The final, and most questionable assumption is that light and nitrogen level are
the most important variables influencing primary production in the bay. This
assumption is not obvious, but the relative accuracy of the model’s predictions
supports its validity.
RESULTS
Running this simulation generates predictions of phytoplankton biomass
(Figures 4 & 5), nitrate (NO3) levels (Figure 6), and primary production (Figure
7). All of these terms are calculated on a weekly basis. Comparing the model's
output in these areas with actual measurements taken in the bay provides
feedback on the accuracy of the simulation.
Average phytoplankton biomass in the bay is easily measurable. The
precision of the computer-generated biomass figures can therefore be evaluated.
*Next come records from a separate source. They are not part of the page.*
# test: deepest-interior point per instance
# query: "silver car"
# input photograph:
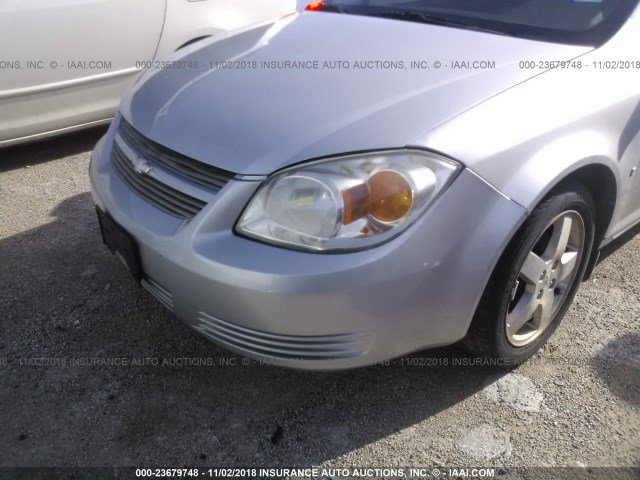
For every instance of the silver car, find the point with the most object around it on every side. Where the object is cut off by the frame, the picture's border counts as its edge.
(370, 178)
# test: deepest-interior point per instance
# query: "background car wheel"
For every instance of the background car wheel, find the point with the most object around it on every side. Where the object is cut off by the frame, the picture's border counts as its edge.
(536, 279)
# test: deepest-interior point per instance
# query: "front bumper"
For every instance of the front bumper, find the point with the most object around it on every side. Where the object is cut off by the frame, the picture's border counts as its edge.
(310, 310)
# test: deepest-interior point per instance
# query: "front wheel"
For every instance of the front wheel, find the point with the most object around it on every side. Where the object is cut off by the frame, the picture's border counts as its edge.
(536, 278)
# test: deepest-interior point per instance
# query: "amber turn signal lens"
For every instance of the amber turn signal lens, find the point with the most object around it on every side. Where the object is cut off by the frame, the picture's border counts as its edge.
(314, 6)
(391, 196)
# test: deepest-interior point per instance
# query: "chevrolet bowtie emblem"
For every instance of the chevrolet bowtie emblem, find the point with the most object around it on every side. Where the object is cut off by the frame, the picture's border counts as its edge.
(141, 166)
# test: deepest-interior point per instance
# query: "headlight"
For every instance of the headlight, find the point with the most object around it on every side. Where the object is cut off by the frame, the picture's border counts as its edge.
(346, 203)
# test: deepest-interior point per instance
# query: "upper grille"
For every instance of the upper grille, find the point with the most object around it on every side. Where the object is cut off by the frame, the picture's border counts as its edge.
(132, 149)
(162, 196)
(321, 347)
(175, 162)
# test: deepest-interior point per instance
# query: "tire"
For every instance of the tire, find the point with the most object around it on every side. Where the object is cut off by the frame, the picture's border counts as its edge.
(535, 280)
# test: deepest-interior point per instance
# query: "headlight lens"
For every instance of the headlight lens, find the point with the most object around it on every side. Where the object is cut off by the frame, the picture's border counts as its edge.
(346, 203)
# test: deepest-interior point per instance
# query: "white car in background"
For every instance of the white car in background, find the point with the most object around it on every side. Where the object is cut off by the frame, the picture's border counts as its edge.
(64, 64)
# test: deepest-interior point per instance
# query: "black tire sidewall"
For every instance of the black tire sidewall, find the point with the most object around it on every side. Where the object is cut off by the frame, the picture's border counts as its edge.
(490, 318)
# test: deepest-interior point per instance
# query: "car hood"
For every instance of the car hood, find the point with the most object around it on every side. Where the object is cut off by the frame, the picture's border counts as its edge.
(237, 104)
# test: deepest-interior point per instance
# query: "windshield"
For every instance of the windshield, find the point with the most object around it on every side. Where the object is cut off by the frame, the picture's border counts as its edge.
(582, 22)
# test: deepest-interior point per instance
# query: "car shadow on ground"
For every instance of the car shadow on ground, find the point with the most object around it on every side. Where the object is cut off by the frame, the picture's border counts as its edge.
(20, 156)
(117, 380)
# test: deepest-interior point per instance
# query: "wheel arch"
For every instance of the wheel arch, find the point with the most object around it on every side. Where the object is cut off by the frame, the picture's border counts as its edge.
(601, 182)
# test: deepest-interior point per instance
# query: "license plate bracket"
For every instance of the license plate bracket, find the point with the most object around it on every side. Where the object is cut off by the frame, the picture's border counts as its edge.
(120, 243)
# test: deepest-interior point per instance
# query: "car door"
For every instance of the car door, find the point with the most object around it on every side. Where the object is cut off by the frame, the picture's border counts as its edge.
(65, 63)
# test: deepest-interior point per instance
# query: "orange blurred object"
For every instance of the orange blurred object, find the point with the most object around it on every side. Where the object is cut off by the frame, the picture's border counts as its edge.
(391, 196)
(314, 6)
(386, 196)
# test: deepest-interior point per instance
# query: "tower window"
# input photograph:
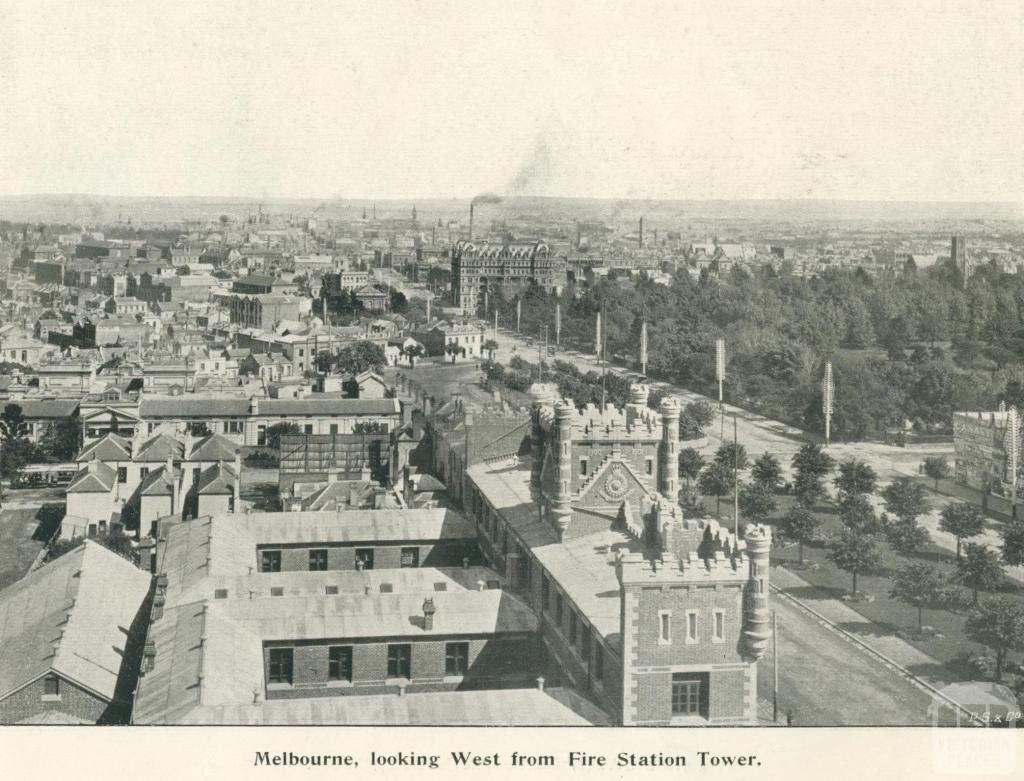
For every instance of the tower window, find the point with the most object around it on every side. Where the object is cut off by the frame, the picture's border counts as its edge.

This comparison suggests that, although the trends in simulated values follow the
yearly cycle observed in the bay, with peak populations reached in the early
spring, the model's values are not yet close enough to be of use in predictions
(Figure 9). In fact, the model's maximum values are three times actual
measurements.
As previously stated, NO3 levels are calculated weekly, in mg NO3
upwelled, per m2, per week. These values cannot be quantitatively compared
with the instantaneous NO3 concentrations measured in the field, because there
is no obvious way to convert from instantaneous to weekly concentrations. As a
result, the accuracy of the simulation with respect to this variable cannot be
assessed. The increase in nitrate levels predicted for January and February,
however, agrees qualitatively with field observations. In addition, since NO3
levels are used in calculating production, the high correlation between real and
actual production values suggests that the NO3 predictions are also reasonable.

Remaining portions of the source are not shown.